Olympic gymnast Danell Leyva came out in an admission, he says, that was not easy to make.
He told the Olympic Channel.
“I always knew.
It was always just very rejected, internally rejected because of the way that we’re all raised. And especially coming from a Hispanic family, it’s very much rejected. As I was growing up, I would always somewhat reject it. But then, the more I accepted myself… I started realizing more and more things. I started realizing how normal it is.”
Leyva said on Twitter
“In the post, I said that I’m still trying to figure out between whether I’m a bi or pan.
It was nice to have people be like,
‘You don’t have to label it. You don’t have to just be ‘a thing
It’s an ever-changing fluid thing, so you don’t have to worry about that,’ That was nice because that was certainly reassuring.
“If I get help one person be brave enough to live in their truth, then I feel like that that was the entire point of that post.
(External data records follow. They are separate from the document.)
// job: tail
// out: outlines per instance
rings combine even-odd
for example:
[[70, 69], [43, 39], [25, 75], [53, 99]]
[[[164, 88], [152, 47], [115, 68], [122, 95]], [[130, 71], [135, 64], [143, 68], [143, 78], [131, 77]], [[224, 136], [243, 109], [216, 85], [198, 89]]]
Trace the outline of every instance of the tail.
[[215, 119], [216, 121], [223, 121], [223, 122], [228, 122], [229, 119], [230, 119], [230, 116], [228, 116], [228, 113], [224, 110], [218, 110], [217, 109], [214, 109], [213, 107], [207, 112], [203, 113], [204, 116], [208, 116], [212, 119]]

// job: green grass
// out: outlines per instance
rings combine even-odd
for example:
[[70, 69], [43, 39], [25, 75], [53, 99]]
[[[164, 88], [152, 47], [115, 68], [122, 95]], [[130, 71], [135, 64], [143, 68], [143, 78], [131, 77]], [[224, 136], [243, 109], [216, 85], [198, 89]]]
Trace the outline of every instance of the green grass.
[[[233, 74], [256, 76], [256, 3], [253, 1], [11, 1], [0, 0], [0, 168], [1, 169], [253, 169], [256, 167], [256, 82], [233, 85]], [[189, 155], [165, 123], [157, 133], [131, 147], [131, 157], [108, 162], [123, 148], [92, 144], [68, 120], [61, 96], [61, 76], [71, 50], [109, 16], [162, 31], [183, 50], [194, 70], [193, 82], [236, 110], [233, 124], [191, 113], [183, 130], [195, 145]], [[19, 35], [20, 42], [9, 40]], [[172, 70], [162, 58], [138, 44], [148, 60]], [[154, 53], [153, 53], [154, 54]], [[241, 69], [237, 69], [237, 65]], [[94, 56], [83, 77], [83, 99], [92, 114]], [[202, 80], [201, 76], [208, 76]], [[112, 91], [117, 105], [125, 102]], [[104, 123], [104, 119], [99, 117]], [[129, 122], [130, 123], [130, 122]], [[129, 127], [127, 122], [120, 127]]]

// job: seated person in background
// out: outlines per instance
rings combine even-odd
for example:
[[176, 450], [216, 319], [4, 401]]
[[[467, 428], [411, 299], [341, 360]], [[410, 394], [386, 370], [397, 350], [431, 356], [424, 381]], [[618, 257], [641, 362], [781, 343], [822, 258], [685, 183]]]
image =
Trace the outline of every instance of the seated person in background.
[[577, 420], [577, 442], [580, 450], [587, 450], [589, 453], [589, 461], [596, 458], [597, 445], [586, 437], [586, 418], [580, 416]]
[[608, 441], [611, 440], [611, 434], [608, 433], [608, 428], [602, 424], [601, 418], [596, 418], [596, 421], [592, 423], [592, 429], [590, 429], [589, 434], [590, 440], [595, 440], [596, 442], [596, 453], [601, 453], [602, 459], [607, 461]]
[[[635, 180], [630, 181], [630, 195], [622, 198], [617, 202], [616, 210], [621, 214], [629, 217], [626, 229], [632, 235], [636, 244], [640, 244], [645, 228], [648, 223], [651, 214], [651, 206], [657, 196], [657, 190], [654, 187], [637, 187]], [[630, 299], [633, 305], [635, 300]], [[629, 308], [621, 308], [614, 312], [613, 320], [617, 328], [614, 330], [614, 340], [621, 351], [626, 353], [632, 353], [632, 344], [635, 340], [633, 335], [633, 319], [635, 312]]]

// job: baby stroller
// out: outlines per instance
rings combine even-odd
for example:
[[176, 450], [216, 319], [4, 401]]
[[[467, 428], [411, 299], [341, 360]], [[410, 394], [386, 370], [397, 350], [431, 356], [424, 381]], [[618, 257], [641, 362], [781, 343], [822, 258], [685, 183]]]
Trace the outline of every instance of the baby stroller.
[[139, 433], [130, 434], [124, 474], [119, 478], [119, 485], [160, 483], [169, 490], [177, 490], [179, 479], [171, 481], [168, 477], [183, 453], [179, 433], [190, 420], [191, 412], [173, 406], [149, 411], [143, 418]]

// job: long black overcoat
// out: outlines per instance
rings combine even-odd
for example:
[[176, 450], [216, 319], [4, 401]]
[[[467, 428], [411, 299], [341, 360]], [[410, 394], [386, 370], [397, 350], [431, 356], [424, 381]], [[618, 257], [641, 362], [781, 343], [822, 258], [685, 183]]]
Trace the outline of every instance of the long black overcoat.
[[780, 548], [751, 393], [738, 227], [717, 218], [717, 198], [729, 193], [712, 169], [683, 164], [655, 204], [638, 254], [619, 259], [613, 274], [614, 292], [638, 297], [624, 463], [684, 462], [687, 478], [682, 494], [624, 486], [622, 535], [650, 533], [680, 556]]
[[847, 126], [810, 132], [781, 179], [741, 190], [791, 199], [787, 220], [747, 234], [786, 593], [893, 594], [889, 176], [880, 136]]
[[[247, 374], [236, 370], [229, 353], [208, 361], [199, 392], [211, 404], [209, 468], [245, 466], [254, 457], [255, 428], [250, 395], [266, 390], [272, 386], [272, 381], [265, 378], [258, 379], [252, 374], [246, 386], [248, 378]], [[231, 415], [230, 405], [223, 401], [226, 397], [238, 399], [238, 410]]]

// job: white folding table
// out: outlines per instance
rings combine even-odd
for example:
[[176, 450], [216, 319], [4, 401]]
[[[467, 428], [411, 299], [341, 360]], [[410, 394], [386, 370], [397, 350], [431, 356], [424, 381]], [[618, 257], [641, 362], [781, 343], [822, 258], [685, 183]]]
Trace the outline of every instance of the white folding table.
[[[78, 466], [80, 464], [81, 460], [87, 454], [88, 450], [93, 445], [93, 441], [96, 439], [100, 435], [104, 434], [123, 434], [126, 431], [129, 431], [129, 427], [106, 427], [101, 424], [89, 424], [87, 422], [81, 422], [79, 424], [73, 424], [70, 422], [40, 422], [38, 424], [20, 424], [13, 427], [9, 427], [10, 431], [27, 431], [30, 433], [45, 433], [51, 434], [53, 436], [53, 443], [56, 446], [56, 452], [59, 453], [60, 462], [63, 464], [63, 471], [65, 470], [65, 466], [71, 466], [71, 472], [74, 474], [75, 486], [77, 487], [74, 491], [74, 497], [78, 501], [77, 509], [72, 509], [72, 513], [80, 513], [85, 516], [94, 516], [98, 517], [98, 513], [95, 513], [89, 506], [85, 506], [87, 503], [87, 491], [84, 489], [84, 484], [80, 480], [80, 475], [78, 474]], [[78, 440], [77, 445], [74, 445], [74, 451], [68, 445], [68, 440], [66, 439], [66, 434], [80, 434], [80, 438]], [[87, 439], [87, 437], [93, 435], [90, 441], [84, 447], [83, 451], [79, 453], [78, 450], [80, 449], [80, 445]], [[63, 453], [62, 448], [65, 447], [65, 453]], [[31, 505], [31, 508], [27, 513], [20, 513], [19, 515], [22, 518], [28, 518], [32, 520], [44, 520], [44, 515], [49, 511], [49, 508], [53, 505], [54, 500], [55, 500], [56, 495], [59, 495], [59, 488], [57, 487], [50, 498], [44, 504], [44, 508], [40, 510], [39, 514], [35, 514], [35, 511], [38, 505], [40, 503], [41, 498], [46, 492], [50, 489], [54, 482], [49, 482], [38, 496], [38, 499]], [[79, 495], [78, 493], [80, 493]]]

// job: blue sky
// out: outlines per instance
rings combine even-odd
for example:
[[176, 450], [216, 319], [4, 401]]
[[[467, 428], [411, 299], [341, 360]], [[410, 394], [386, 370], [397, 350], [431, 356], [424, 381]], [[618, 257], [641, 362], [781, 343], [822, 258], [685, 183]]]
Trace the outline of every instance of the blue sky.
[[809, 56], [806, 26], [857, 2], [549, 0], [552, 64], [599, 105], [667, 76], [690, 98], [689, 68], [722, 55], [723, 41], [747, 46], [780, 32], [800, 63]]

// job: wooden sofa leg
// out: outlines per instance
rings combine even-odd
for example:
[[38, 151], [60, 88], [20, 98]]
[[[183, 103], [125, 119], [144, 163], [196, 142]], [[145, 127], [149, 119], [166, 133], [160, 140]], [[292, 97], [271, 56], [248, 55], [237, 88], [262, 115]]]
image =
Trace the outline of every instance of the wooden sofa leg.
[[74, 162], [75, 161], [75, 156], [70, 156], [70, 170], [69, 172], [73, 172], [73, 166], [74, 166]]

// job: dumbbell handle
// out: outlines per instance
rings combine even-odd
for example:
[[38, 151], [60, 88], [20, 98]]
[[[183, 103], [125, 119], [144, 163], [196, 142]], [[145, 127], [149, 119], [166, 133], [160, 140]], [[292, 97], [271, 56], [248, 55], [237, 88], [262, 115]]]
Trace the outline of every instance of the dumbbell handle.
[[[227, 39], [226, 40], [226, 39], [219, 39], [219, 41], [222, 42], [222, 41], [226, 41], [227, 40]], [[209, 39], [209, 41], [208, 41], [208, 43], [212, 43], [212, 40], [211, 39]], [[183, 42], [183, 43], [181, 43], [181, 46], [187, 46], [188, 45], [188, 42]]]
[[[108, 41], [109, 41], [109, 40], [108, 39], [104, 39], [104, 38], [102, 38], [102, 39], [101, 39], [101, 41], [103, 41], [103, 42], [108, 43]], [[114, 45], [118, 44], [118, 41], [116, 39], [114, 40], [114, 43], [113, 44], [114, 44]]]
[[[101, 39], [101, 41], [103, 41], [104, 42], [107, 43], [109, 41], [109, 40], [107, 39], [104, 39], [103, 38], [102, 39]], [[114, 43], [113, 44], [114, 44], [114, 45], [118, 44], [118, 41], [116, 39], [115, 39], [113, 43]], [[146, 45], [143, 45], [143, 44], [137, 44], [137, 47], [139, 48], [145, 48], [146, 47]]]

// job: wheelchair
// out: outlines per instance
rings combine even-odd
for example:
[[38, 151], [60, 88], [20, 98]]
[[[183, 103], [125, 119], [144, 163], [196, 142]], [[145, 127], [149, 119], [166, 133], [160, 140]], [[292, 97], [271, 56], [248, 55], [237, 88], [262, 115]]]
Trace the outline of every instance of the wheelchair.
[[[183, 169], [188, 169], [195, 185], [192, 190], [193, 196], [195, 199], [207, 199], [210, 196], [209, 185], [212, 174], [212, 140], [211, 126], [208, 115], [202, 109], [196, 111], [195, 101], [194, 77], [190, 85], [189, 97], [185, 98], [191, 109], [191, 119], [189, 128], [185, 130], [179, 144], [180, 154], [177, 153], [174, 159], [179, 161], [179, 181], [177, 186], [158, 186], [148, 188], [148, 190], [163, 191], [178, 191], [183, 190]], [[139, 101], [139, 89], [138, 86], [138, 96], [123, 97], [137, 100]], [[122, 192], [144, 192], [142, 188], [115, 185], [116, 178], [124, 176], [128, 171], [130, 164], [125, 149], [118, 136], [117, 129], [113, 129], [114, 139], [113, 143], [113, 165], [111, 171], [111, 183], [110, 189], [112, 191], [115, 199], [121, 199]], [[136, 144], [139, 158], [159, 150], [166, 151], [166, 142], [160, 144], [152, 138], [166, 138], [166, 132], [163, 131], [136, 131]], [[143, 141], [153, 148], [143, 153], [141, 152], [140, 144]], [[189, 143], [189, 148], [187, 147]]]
I hope to one day live in a world where your sexuality is as irrelevant as whether or not you’re right or left-handed. You know, it’s such a non-issue. It literally means nothing that if you’re just like,
‘Oh, you’re left-handed? That’s cool. Oh, you’re bi? That’s cool.’ Like, it’s really nothing.
“The only way we can achieve that is by making it normal, by doing things like what I did by coming out publicly, by talking about it publicly, by just helping people understand.”